Wednesday, April 06, 2016

OH HENRY


There was a lady once, who ran my apartment building in Brooklyn. Her name was Lena and by and large she was a sweet woman with a lot on her shoulders. It seemed she had a son with a mental disability and he would stand on the stoop of my apartment building and watch the world go by. She had another son who aspired to become an engineer and attended college, and a daughter who was the youngest child, sweet and cute as a button and later in life became a nun. Lena and her husband came to America probably in the mid thirties and settled in Brooklyn to raise their family.

Being an immigrant was a hardship enough, learning a language, customs and social necessities of the times made for a difficult life. Italians since the war were being recognized as valuable citizens, the Italians were making every effort to prove that true.

And Lena, who on cold mornings made sure everything in the building was working, shouldered this one responsibility by herself. Her son Henry, a child in a man’s body, would stand in the doorway, in his grey slacks and black shoes, hands in his pants pockets watching children play, from afternoon to sunset. In the summer, one would find him early in the morning seeking something of interest to fill his day. Listening to the cadence of a child skipping rope, the drama of a stickball game being played out in front of him all filled his day. He was in his thirties, and if you left him alone, was a harmless person. Lena would sit nearby in her first-floor apartment, the window next to the entrance and keep an eye on Henry, she needed to protect her child, as big as he was. That was an Italian mamma’s love for her son, no matter what he was like.

Being a youngster, maybe 7 or 8 years of age, I grew up with Henry, as I played on the streets and sidewalk near my apartment. It never occurred to me to pay any attention to him since he was such a simple soul. But one day something happened that changed my life, and in later life I discovered just how profound it was.

I was running around with my friends one sunny afternoon when I ran toward this cellar door that was flush into the sidewalk. The cellar door hid what was actually a lift, the lift went up and as it did, the cellar doors would open slowly. Not paying attention to where I was going, I ran and fell into the lift, causing my pants leg to get caught between the gears of the lift, pulling me in! My leg was about to be mincemeat as I could not shake it from the gears, I started to panic, when suddenly, at the last possible moment, these two giant hands lifted me from certain pain and maybe disability! Henry, in his simplicity, was lifting me away from the gears, away from the danger! To this day, I will remember that. He was maybe a good 45 feet away standing in a doorway, saw my situation and acted immediately! I will never forget that day and that particular moment.

Fast forward about 18 years and here I was with my first child, my daughter Ellen and I was so proud, and my wife of just over a year, holding this special bundle of joy.
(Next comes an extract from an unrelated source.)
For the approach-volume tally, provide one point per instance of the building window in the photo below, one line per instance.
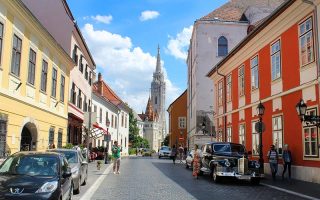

A few months into Ellen’s young life, we discovered there was something wrong, something terribly wrong! She was not responding well as a newborn, not developing like the others kids her age.

The horrible truth set in and we discovered she had a birth defect, something both my wife and I were the cause of. It seems every one of us on Earth has some recessive gene. According to the genealogist, the chances of both the mother and the father having the same recessive gene was one-in-a-million! It couldn’t be a lotto ticket, that was not our luck. In those days, people sometimes gave up their child to an institution, as the doctors suggested we do, but neither my wife or I would throw our child away, instead we decided that we would take the road of emotional pain and raise her as best we could.

When the doctors gave us the news, all I could do was think of Lena, and how casual we felt about her situation, and why wasn’t anyone acknowledging ours! It taught me that life is not a bowl of cherries, that we all have crosses to bare, and we must bear them well, and deal with what life gives us, for only we can deal with it.

And so 8 years later we have a son, and the nightmare begins all over again. His name is Joseph, and for 20 months he filled our hearts with both love and fear, in and out of hospitals, injections, seizures, worry and more fear. Then one Sunday morning, my wife calls me from his hospital bedside that he has only a week to live. By then we had two children and as I fed my older son his breakfast, the scenario running through my head, I refused to believe it. As the week wore on, we were spending overnight in the hospital in the lounge sleeping in chairs sitting up. Finally, my wife could take it no longer and we went home to shower and catch a nap. It was about 5 AM when we got home. For the rest of the day, people came over to visit us and we chatted to pass what was little time there was.

That night, I suddenly had this terrible back pain and my wife was in the shower. The phone rang! I knew what it was. It was the doctor asking us if we would be willing to donate his organs, and that he only had minutes to live. When we got there, it was too late. Where was Henry when I really needed him?

Today is Joseph’s birthday, he would have been 37-years old, a man, just like Henry if he had lived.